Wednesday, February 27, 2013

Beginnings....

This little blog will contain the artworks, and the creative process of bringing them into being, of Sean and Kevin Kerrigan and Simon Vine which will be shown at the Aethercon steampunk big day out. It's in early april at the events centre so it's just under six weeks to get enoiugh gear together.

The three of us are all in the business of making things and are keen to use the aethercon opportunity to open a commissioning base and will endevour then to put forward all our talents in the hope that the Steampunk community will embrace us to bring their dreams to fruition.

Kevin Kerrigan runs a business called Leathersmiths which deals with all aspects of refurbishment of leather from the recolouring of skins to the refurbishment of furniture and all other leather goods.

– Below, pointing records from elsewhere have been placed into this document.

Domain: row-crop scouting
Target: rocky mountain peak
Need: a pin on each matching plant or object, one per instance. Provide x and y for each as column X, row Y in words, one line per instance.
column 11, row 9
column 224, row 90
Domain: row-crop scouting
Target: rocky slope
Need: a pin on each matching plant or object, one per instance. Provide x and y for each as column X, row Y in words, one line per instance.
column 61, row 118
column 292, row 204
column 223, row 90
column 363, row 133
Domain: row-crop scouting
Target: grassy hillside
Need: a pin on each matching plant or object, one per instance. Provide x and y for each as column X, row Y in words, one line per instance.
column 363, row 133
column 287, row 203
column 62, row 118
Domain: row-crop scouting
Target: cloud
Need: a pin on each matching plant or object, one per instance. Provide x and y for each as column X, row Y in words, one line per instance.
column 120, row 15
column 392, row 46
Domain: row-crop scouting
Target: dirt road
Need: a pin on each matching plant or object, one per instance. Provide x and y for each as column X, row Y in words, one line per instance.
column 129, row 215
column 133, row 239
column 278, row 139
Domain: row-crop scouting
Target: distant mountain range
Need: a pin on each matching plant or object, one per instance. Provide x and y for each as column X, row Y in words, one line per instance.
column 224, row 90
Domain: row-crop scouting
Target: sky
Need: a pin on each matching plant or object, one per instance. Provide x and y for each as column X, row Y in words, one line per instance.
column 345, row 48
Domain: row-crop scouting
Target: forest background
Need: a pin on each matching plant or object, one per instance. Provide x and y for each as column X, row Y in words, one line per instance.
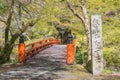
column 39, row 19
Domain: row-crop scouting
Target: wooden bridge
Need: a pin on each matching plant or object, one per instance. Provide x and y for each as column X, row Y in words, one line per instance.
column 39, row 58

Sean Kerrigan and Simon Vine are predominatly artists with Sean veering towards sculpture and Simon being a painter. Together these three will fill a 3m x 3m space with a variety of furniture and art which they believe will both allow them to show off their talents whilst also being conducive to widening the scope of the genuine Steampunk in filling their worlds with the accoutrement necessary.

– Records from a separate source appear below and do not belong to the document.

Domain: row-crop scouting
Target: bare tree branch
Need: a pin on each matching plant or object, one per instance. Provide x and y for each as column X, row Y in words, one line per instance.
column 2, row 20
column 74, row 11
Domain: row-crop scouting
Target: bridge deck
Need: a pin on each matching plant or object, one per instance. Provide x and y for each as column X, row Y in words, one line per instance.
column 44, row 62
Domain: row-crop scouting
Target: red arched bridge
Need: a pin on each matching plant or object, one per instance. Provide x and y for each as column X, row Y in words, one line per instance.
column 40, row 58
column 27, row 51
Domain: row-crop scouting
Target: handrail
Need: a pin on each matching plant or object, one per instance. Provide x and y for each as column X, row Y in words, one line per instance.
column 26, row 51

Way back in about 1975 one of the first authors that I read my way through after I found the magic contained in books was Jules Verne and his visions of early futurism suited well my expanding ideas of what could be. I already had a do it yourself ethic going on and his descriptions of machines, I would surmise, were somehow a serendipitous event in the beginnings of using art and craft in the world.

But within two years I had found the Head and Tails bookshop in Inner City Auckland and therein found the magazine Heavy Metal and within that the art of Moebius who, to this day, is one of my favourite inspirations. Jean Giraud's (Moebius) metaphysical leanings though had a more profound effect upon me which has forever leaned me towards functional items with a heart and a soul, or if they do not infact have this, then at the very least that it is important for us as humans to be around hand made items.

Steampunk, then, with it's connections to a time when industrialisation was crawling from the it's pre-industrial age of craftmanship  is a very inspiring time for any artist simply because the machine offered the ability to remove most of the hardship from making and left much more time for craftmanship and the role of the artisan whilst also bringing quality and dependability within reach of everyman.

And this for me is the paramount question that Steampunk raises. How much is left to the machine and how much is finished by the hands and as a metaphor it is the question of where we, as humans, sit within what is left of the natural world. How do we place ourselves within this world being both beyond, in terms of lifting ourselves beyond mere survival, but retain enough of that primal energy to exist in resonance with that earthiness. It's as if Steampunk held at it's essence is a cultural archetype that allows us to swim within that partings of the way and discover within ourselves both our attachment to the earth and it's mysteries and our need to dream the big dream of human potential.